The rich man also died and was buried, and in Hades, where he was
in torment, he looked up; and there, far away was Abraham with Lazarus
beside him. "Abraham, my father," he called out, "take
pity on me! Send Lazarus to dip the tip of his finger in water to
cool my tongue, for I am in agony in this fire. And remember that
I overlooked Lazarus at my door only because there were many other
people on the other side of the world who were in even greater need.
I wanted to dispense charity and justice in an orderly way, not
rewarding queue jumpers like Lazarus who is now with you."

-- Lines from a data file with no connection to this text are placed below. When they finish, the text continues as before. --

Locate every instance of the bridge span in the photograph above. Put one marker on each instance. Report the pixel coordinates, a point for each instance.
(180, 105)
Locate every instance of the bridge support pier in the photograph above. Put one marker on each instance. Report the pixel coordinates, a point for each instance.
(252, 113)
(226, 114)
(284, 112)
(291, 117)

But Abraham said, "Remember, my child, that all the good things
fell to you while you were alive, and all the bad to Lazarus; now
he has his consolation here and it is you who are in agony. But
that is not all: there is a great chasm fixed between us; no one
from our side who wants to reach you can cross it, and none may
pass from your side to us."
If detention is to remain a cornerstone of Australian border protection
and front door immigration entry, there is a need for alternative
arrangements to render the present detention policy more humane
and effective. Given the modesty of the problem confronting Australia,
we would do well to ensure compliance with the standards set by
other countries receiving far more asylum seekers across porous
borders than we ever have. I propose three simple questions: Given
that Australia has the advantage of geographic isolation, I ask
my government, why don't we try to be just a little more decent
rather than less decent than other countries with the same living
standards when it comes to our treatment of those who arrive (whether
with or without a visa) invoking our protection obligations? Or
if that is judged too naïve, how about we aim to be just as
decent as those who receive ten times more asylum seekers than we
do? Or if that is too much to ask (given the fear driven mandate
of the recent election), how about we limit our indecency to our
treatment of adults, ensuring that never again are kids put in the
line of batons and tear gas in the name of border protection, as
they were at Woomera this last Easter? It is in the interests of
the refugees of the world that we address the problems of secondary
movement and 9-11 heeding the warning of Mr Lubbers that we "build
an effective system of international burden sharing, where governments
are discouraged from taking unilateral and punitive action, and
where refugees are able to rely on adequate protection and assistance
within their regions of origin. For to take punitive action is to
shoot oneself in the foot. It is not effective, and it only worsens
the climate between North and South."